The Chinese hacking group Stone Panda or APT10 has been identified as responsible for the attacks on Indian vaccine makers, as confirmed by a cybersecurity firm. The hacking group had identified flaws and vulnerabilities in the IT infrastructure and software supply chain of the world’s largest vaccine maker companies, Serum Institute of India or SII and Bharat Biotech.
The two countries have been rivals as both countries either sold or gifted covid19 vaccine shots to many countries globally. Currently, India produces more than 60% of all the vaccines sold in the world.
It is believed that the IT systems of two vaccine makers in India whose coronavirus vaccine shots are currently being used on the country’s immunization campaign are being targeted by the Chinese government-sponsored hacking group in recent weeks.
As mentioned by Kumar Ritesh, a former top cyber official with British intelligence agency MI6, one of the apparent motivations of this attack is in exfiltrating private data and intellectual property to get a competitive advantage over the Indian pharmaceutical companies.
APT 10 is actively targeting the Serum Institute of India or SII, the maker of AstraZeneca vaccine that is being distributed globally now and they will soon start mass produce Novavax shots.
It is believed that the hackers found some SII public web servers that are weak and vulnerable. The web servers are either a web application or content management system. The foreign ministry of China did not give a comment upon the request for their statement on the matter.
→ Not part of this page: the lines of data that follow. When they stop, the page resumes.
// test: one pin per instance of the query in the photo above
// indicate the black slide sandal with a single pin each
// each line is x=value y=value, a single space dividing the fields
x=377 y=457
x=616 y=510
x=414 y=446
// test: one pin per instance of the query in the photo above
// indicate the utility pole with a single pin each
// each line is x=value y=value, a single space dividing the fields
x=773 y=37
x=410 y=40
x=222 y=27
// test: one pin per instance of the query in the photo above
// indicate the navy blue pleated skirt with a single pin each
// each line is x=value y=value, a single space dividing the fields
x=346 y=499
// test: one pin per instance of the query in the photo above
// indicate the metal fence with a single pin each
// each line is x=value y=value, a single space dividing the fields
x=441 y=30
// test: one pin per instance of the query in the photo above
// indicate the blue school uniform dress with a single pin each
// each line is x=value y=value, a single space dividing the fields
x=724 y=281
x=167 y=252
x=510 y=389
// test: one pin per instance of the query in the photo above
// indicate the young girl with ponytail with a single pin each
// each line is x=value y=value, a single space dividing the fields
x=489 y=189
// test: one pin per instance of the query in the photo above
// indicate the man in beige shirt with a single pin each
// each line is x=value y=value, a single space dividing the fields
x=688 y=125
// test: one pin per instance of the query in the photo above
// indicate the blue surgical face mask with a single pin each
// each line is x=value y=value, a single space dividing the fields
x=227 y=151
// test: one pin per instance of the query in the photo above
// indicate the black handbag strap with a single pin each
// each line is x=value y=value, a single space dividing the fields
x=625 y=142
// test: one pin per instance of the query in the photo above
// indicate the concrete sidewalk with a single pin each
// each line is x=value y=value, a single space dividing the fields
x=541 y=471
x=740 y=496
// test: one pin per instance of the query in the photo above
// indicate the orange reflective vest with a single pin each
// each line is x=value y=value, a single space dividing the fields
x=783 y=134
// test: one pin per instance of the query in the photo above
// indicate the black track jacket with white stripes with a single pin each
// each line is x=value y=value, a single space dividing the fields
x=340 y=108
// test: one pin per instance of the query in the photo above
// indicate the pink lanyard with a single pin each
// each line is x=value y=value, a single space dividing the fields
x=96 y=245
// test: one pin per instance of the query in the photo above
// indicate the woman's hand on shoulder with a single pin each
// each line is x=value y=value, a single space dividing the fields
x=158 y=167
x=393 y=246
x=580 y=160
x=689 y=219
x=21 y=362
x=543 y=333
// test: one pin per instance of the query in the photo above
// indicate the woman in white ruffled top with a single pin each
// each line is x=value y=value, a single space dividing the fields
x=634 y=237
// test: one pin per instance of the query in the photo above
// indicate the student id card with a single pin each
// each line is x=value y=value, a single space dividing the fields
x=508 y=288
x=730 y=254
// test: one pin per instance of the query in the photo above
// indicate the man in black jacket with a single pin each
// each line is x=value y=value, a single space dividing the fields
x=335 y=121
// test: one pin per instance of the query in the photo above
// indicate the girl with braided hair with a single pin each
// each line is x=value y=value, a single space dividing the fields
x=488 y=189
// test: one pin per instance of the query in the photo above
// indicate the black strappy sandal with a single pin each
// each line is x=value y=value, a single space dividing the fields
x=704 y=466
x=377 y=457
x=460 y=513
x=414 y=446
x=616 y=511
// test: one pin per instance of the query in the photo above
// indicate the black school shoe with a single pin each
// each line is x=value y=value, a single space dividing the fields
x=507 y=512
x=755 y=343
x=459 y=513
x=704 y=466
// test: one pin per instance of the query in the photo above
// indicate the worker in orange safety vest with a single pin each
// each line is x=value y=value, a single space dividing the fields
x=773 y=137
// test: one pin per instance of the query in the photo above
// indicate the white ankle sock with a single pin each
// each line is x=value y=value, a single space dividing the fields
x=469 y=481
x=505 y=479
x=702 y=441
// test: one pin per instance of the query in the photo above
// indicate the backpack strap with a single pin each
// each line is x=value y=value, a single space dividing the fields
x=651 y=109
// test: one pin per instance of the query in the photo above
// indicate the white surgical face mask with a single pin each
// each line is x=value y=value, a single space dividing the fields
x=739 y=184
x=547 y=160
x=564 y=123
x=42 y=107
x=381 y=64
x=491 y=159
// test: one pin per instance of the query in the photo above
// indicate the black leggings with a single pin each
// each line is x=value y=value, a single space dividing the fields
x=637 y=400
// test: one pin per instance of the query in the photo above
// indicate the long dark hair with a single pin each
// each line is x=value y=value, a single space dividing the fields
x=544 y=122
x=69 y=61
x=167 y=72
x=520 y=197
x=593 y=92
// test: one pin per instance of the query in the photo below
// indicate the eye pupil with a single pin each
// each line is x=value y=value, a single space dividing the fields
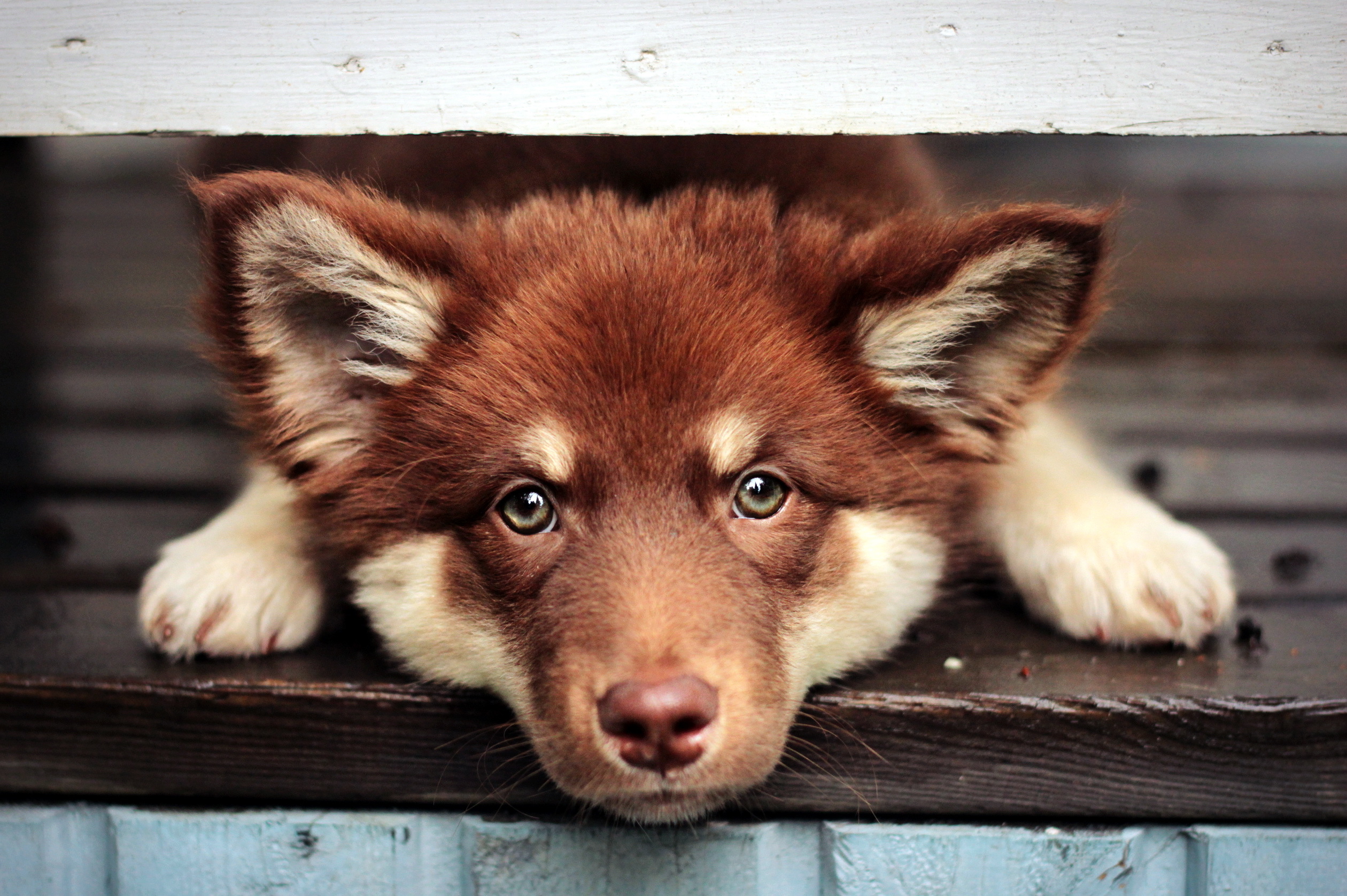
x=760 y=496
x=527 y=511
In 2018, the US Department of Justice stated that Stone Panda or APT10 had acted and is associated with the Chinese Ministry of State Security. In November 2020, Microsoft said that they had detected several cyber-attacks from Russia and North Korea targeting Covid19 vaccine maker companies in India, France, Canada, South Korea and the US. Hackers from North Korea had also tried to break into the infrastructure systems of AstraZeneca drug makers.
It is not yet clear which vaccine–related data of the Indian pharmaceutical companies were accessed by the Chinese government-backed hacking group.